Economist Pierre Lemieux, writing in the Financial Post, finds some reason for hope in President Trump’s “America First: A Budget Blueprint to Make America Great Again”:
The proposal to eliminate funding for agencies like the Corporation for Public Broadcasting, the National Endowment for the Arts, and the National Endowment for the Humanities is welcome. Artists should be able to stand on their own two feet with the support of private sponsors and organizations, of which there are many in America. Lovers of concerts should finance their own passion.

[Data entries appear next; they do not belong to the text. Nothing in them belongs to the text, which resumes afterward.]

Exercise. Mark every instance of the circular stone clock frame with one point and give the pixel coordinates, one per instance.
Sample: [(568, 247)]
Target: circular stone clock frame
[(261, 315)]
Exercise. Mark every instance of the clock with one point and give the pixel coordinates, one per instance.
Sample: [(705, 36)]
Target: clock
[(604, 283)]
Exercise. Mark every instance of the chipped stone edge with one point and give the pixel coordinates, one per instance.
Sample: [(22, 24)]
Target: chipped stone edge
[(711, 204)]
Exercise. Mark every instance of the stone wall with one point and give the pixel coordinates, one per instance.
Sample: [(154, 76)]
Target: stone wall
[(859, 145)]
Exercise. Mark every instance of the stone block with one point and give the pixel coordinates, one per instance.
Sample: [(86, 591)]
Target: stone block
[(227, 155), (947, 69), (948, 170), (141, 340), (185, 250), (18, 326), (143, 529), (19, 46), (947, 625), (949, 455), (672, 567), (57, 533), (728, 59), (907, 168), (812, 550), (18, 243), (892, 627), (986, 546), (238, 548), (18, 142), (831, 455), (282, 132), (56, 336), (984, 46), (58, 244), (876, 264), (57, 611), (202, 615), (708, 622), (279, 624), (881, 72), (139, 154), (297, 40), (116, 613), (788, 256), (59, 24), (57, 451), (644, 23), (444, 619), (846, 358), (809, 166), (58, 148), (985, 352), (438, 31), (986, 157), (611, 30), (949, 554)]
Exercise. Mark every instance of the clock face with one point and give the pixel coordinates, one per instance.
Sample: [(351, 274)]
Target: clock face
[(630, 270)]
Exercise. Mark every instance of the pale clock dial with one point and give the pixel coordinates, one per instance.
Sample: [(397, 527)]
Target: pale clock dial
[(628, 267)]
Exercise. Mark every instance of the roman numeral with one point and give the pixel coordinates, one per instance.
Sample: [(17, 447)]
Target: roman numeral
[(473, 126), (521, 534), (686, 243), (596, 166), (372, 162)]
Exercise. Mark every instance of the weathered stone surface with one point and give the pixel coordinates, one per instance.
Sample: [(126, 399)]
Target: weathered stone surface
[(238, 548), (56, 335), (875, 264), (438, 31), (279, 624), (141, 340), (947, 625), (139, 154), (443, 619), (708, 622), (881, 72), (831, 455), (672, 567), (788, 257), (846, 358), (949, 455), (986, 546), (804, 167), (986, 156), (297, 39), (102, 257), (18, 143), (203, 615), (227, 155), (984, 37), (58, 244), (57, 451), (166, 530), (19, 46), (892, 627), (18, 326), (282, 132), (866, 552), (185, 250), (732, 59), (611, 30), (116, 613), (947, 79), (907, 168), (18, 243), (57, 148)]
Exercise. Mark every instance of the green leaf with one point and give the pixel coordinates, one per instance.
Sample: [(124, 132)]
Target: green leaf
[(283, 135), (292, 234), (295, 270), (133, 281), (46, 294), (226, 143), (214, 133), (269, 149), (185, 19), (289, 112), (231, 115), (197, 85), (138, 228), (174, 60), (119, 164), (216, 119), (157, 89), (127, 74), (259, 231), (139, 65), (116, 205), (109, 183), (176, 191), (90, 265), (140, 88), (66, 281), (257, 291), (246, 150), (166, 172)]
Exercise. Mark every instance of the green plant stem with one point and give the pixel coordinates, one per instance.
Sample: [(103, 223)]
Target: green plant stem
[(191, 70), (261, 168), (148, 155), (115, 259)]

Though Lemieux gives good reason to want to cut “official arts and humanities” subsidies even sans their budgetary implications, imagine the backlash from Democrats, the media and the whole collegiate sector!
Actually, the backlash has already begun.
Can united government under the GOP cut even these most obviously least necessary aspects of government subsidy?
I’m not holding any pockets of air in my two lungs.
“Many monstrous bureaucracies would be reined in,” Lemieux goes on, listing proposed cuts to the Environmental Protection Agency (-31 percent), Department of Labor (-21 percent), and other departments of the so-called “discretionary” budget. But this is all small potatoes. “Really cutting federal expenditures would require reducing the welfare state — which Trump has no intention of doing.”
And the fortunes Trump wishes to throw at the military? No knack for parsimony there.
Though we can expect a little exceptional hack-and-slashery from Trump, Lemieux remains skeptical of any overall major effect.
Get used to ballooning debt.
Like you haven’t already.
This is Common Sense. I’m Paul Jacob.